Nexomon’s art and graphics are just unique enough to stand apart from similar games. The locations feature some of the best art in the game, with each section of the map having its own color palette and style, like a fancifully eerie pink and purple haunted forest, or a lava-filled volcano. Some of the monster designs are whimsical, but the majority of them feel dated and uninspired. As for the tamers, the player has some limited creative leeway with picking their tamer’s sprite design, with basic choices of sex, hair color, and clothing. The cute character sprites are frequently more visually appealing than the fully rendered art of the same character, which is done in a typical anime style.

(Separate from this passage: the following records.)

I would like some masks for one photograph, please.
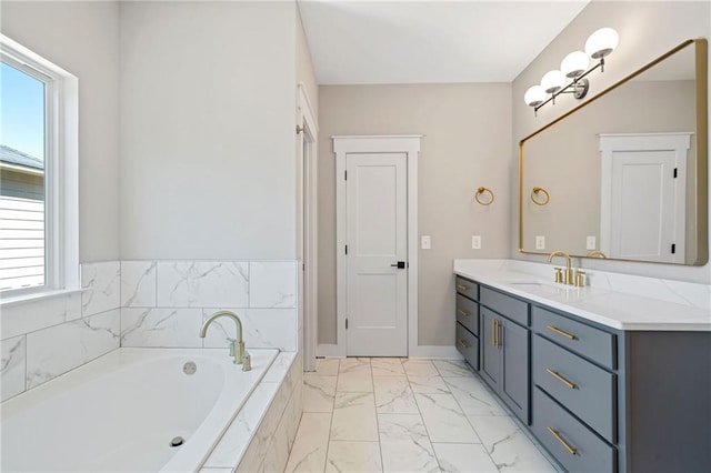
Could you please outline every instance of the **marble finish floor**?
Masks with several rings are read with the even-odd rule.
[[[287,472],[555,472],[464,362],[320,360]]]

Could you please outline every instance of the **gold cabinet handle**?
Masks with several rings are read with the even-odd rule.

While the character art is a little bland, they make up for it in dialogue and writing. The character interactions are witty and amusing, and the plot is above average for a monster catcher game. A highlight is snarky Coco, your anthropomorphic cat companion, who continually makes snide comments about your friends, adversaries, and the game writers themselves. Nexomon likes to break the fourth wall and make fun of itself with self-deprecating humor, but it never acknowledges the elephant in the room. Perhaps if it had blatantly acknowledged and embraced the fact that it is a Pokémon knock-off, it could have made the funniest joke of all. Instead, it works hard to avoid being a parody.
The Final Catch
Nexomon got its start in 2017 as a cheap and easily accessible phone app. Ultimately, this may have been the better platform for the game, serving customers that don’t have access to Pokémon and gamers on the go. As a console game, Nexomon: Extinction is an adequate Pokémon stand-in, but without all the community excitement and social hype that makes Pokémon so much fun.
A code provided by the publisher for this review and gameplay footage. Nexomon: Extinction available now on the PlayStation 4, Nintendo Switch, and PC. Coming soon to the Xbox One.